Den Spuren von Kakanien
Der frisch aufgeschüttete Kies zwischen den beiden Gleisen, die dichten Rosenhecken, die alte Stationsuhr - hier müssen sie angekommen sein.
Und wenn die letzte Herbstsonne die Szenerie in fahles Licht taucht, glaubt man mitunter, ihre Geister vor sich zu sehen. Honorige Männer mit wuchtigen Bärten über Stehkrägen, Röcke raffende Damen mit Hutschachteln und verzogenen Hunden, dazu Livrierte und gehörig Entourage vor dichtem Lokomotiven-Dampf: So war es hier doch zugegangen, 213 Meter über Normalnull und gut hundert Jahre entfernt.
Abbazia-Mattuglie, wie es da hieß, war die Endstation Sehnsucht der Fürsten und Versehrten, die im Winter von Wien und Laibach aus anreisten und an der liburnischen Küste Linderung oder Müßiggang suchten - oder eine Melange aus beidem. Kurort seit 1889 und vorletzter Halt der österreichischen Südbahn nach Fiume (Rijeka), dessen leere Wartehalle nahezu unverändert, aber auch etwas marode wirkt. Es ist wie in einem Museum, sagt die einsame Stationsleiterin ohne Begeisterung. Denn natürlich ist jetzt alles schon längst anders in Opatija Matulji. Natürlich kommt hier kaum noch wer mit dem Fernzug an.

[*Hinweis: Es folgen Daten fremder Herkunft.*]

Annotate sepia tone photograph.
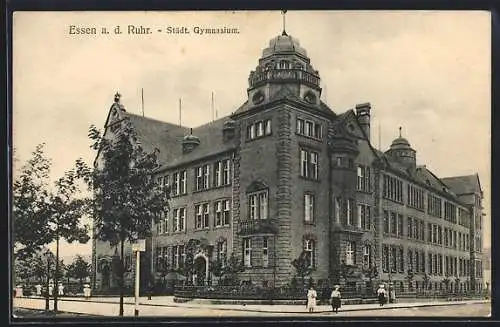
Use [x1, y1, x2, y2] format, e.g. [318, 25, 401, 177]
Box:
[11, 10, 491, 319]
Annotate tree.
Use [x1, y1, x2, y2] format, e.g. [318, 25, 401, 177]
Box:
[222, 253, 244, 286]
[67, 255, 91, 287]
[13, 144, 53, 260]
[82, 120, 170, 316]
[291, 251, 313, 286]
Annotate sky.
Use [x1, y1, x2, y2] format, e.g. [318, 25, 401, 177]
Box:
[12, 10, 491, 261]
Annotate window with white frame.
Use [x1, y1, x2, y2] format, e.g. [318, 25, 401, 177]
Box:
[304, 193, 315, 223]
[217, 239, 227, 267]
[203, 165, 210, 189]
[259, 191, 268, 219]
[243, 238, 252, 267]
[359, 204, 371, 230]
[363, 244, 371, 268]
[357, 166, 371, 192]
[299, 149, 319, 179]
[195, 203, 209, 229]
[263, 237, 269, 268]
[265, 120, 272, 135]
[248, 190, 268, 220]
[383, 174, 403, 203]
[335, 197, 341, 223]
[172, 172, 179, 196]
[310, 152, 318, 179]
[214, 161, 222, 187]
[195, 167, 203, 191]
[223, 199, 231, 226]
[179, 170, 187, 194]
[172, 207, 186, 232]
[222, 159, 231, 185]
[304, 239, 315, 268]
[296, 119, 305, 135]
[256, 121, 264, 137]
[247, 124, 256, 140]
[157, 210, 168, 234]
[346, 241, 355, 266]
[305, 121, 314, 137]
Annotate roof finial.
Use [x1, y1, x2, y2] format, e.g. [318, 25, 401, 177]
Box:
[190, 128, 193, 135]
[281, 10, 288, 36]
[114, 92, 121, 103]
[399, 126, 402, 138]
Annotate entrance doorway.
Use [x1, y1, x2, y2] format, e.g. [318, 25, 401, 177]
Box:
[193, 256, 207, 286]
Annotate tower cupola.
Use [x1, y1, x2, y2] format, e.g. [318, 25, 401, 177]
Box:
[385, 127, 417, 169]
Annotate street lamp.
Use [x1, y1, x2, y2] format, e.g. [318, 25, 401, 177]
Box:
[43, 249, 51, 312]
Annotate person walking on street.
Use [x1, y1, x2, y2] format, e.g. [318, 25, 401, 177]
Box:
[83, 284, 91, 299]
[306, 285, 318, 313]
[58, 283, 64, 296]
[388, 283, 396, 304]
[377, 284, 387, 306]
[330, 285, 342, 314]
[35, 284, 42, 297]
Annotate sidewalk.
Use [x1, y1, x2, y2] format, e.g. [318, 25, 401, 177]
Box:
[16, 296, 489, 315]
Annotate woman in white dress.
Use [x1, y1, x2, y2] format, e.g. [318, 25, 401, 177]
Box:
[306, 286, 317, 313]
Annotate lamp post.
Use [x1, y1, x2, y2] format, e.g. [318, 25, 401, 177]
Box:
[44, 250, 51, 312]
[133, 239, 146, 317]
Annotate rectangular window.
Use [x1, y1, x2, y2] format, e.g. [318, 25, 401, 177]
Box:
[222, 159, 231, 185]
[243, 238, 252, 267]
[304, 193, 314, 223]
[310, 152, 318, 179]
[300, 150, 308, 178]
[407, 184, 425, 210]
[359, 204, 371, 230]
[173, 208, 185, 232]
[363, 245, 372, 268]
[203, 203, 209, 228]
[217, 240, 227, 267]
[263, 237, 269, 268]
[265, 119, 272, 135]
[397, 214, 403, 237]
[444, 202, 457, 223]
[346, 241, 355, 266]
[195, 204, 209, 229]
[408, 217, 413, 238]
[391, 246, 397, 272]
[335, 197, 341, 223]
[383, 245, 389, 272]
[428, 253, 433, 274]
[214, 161, 222, 187]
[390, 212, 397, 235]
[305, 239, 316, 268]
[408, 249, 414, 272]
[223, 200, 231, 226]
[256, 121, 264, 137]
[314, 123, 322, 139]
[247, 124, 255, 140]
[215, 201, 222, 227]
[180, 170, 187, 194]
[399, 246, 404, 272]
[384, 210, 390, 234]
[305, 121, 314, 137]
[195, 167, 203, 191]
[172, 172, 179, 196]
[383, 175, 403, 202]
[296, 118, 305, 134]
[357, 166, 371, 192]
[347, 199, 354, 226]
[203, 165, 210, 189]
[428, 194, 442, 218]
[248, 190, 268, 220]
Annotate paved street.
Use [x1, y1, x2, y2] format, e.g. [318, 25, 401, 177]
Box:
[13, 296, 490, 318]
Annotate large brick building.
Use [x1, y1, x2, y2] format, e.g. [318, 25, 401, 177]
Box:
[92, 30, 485, 293]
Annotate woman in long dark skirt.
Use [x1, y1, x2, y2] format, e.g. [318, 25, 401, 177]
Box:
[376, 284, 387, 306]
[330, 285, 342, 313]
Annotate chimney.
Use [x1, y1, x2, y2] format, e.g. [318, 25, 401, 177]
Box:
[355, 102, 371, 141]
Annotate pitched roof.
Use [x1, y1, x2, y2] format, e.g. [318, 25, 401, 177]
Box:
[123, 112, 189, 164]
[441, 174, 482, 195]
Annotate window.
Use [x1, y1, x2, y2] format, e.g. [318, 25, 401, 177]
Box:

Ist es also vielleicht etwas pathetisch, in Kroatiens Norden nach den Spuren von Kakanien zu suchen? Völlig unrealistisch ist es jedenfalls nicht, weil die Kulissen der kaiserlichen Zeit noch fast überall stehen -von der istrischen Halbinsel bis ins östlichste Slawonien. Und nirgendwo stehen sie dichter, pompöser als im ehemals berühmten Opatija. Grandiose Villen und Herrschaftshäuser reihen sich auf der von Palmen gesäumten Hauptstraße aneinander. Davor schmiegen sich fest ausgebaute Promenadenwege mit kleinen Verweilplätzen unmittelbar an die adriatische Küste. Im Kurpark wie an den Hängen über dem Ort, überall sprießt üppige, zum Teil subtropische Botanik hervor.